Infelizmente, a situação se repetiu. “Já tive que deixar diversas malas no chão e procurar minha credencial enquanto assistia outra médica, branca, dizer que estava com pressa e ser liberada”, conta. Com isso, adquiriu uma sensação constante de insegurança. “Chego a ficar aliviada quando entro no consultório, principalmente quando inicio em um local de trabalho novo”.

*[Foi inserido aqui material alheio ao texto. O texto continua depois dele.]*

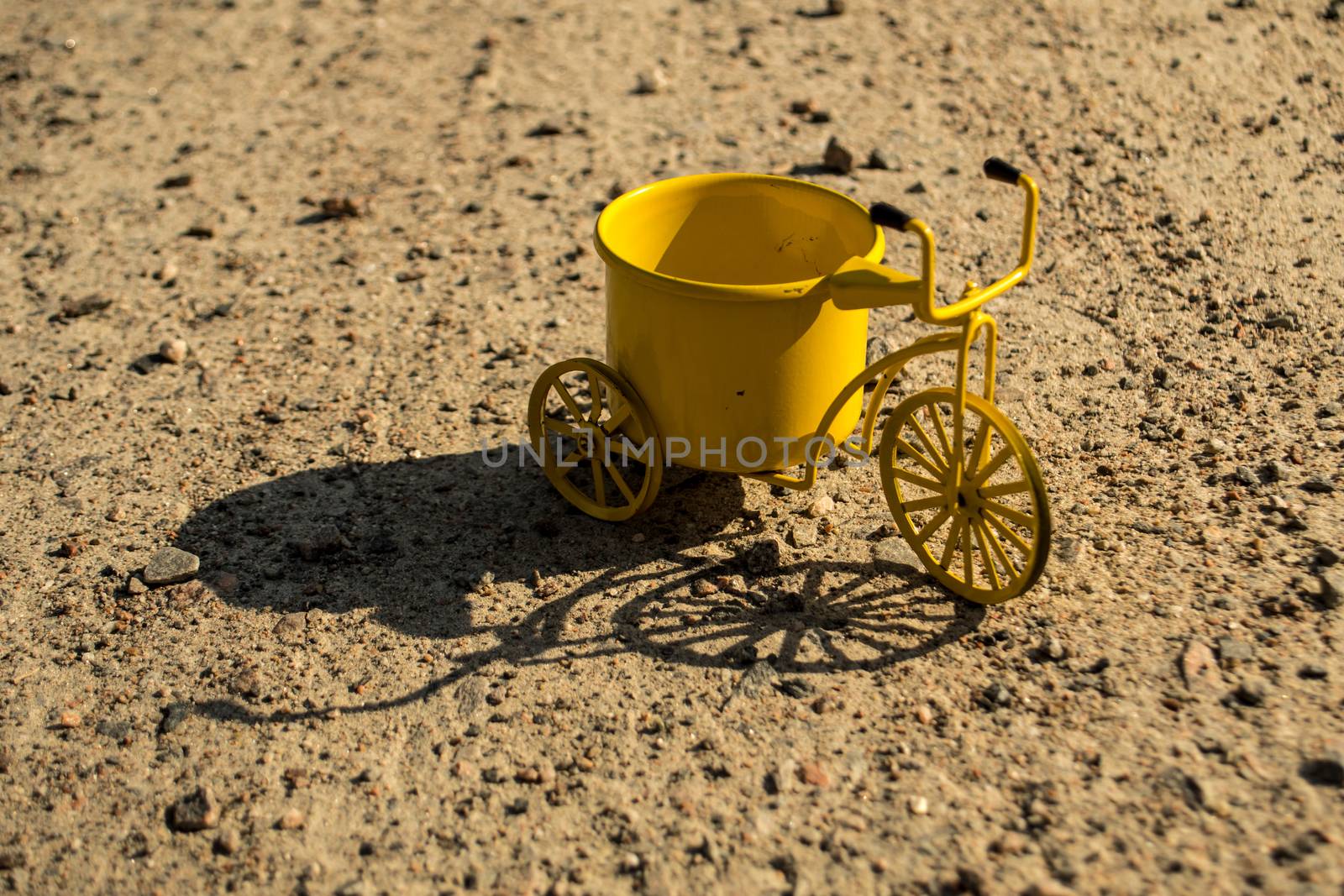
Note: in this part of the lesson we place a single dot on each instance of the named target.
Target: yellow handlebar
(860, 284)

Porém, quando questionada sobre o futuro, suas projeções são otimistas. “Minha esperança é de que, a cada dia mais, as pessoas não se assustem. Pelo contrário, fiquem felizes como alguns pacientes já ficaram, por reconhecer na médica que estava realizando o atendimento uma filha, uma neta, um vizinho”, conclui.

“Na faculdade, nossa capacidade é colocada à prova”

Kleriene já foi barrada na porta do locais onde trabalhou
Imagem: Acervo pessoal

Mariana Lemos Prado tem 29 anos e mora em São Paulo. Ela se formou em 2017 e atua como ginecologista e obstetra. Nas suas experiências, o racismo esteve mais presente com colegas de trabalho do que com os pacientes.

“O mais comum é me confundirem com outros profissionais de saúde, que não são médicos”, conta. Porém, no período da faculdade, sentia o preconceito mais intensamente.

“É algo muito velado, mas existe uma cobrança exacerbada, como se tirassem de você o benefício da dúvida. A impressão é de que, se você erra, é sempre mais pontuado e julgado. Naturalmente, a atmosfera traz uma cobrança extra para mostrarmos nosso potencial”, comenta.

Na turma na qual se formou, havia quatro pessoas negras para 400 alunos. “Justamente por isso sou do time das políticas públicas. Se conseguirmos votar com consciência racial e de classe, o mais provável é que a medicina se torne cada dia mais plural”, opina.

“No vestiário, me perguntaram quem era a paciente que eu estava acompanhando”

Na turma de Fernanda na faculdade havia apenas 3 alunos negros
Imagem: Acervo pessoal

Fernanda Bertoldo tem 30 anos, é formada em medicina há cinco e também atua como ginecologista e obstetra. Ela, que mora no Rio de Janeiro, avalia que o início da sua carreira foi o período mais desafiador. “Assumi o lugar de um médico em um posto de saúde e, com isso, os pacientes que antes eram atendidos por ele, vieram para mim”, conta.

As reações ao se depararem com a nova médica eram semelhantes. “Foi difícil a aceitação. Muitos se referiam ao enfermeiro que fazia parte da equipe, como doutor. Então, quando me viam, questionavam se era eu mesma quem iria realizar o atendimento, se estavam no lugar certo”, relembra.

Um dos episódios mais marcantes, no entanto, veio dos seus colegas de equipe. “Era um horário de troca de turno, por isso o vestiário feminino estava cheio. Eu entrei para ir ao banheiro, vi que todas pararam de falar e ficaram olhando para mim. Quando saí, uma delas me perguntou quem era a paciente que eu estava acompanhando”, conta.

Quando respondeu que era médica residente, a colega ficou sem graça e disse que a pergunta não tinha a ver com sua cor de pele, pois “tem parentes negros”.

Como as demais entrevistadas da matéria, no entanto, a projeção de Fernanda para o futuro é otimista. “O número de médicos negros sobe lentamente, mas está aumentando. Creio que temos grandes chances de ocupar cada vez mais espaços de poder”, finaliza.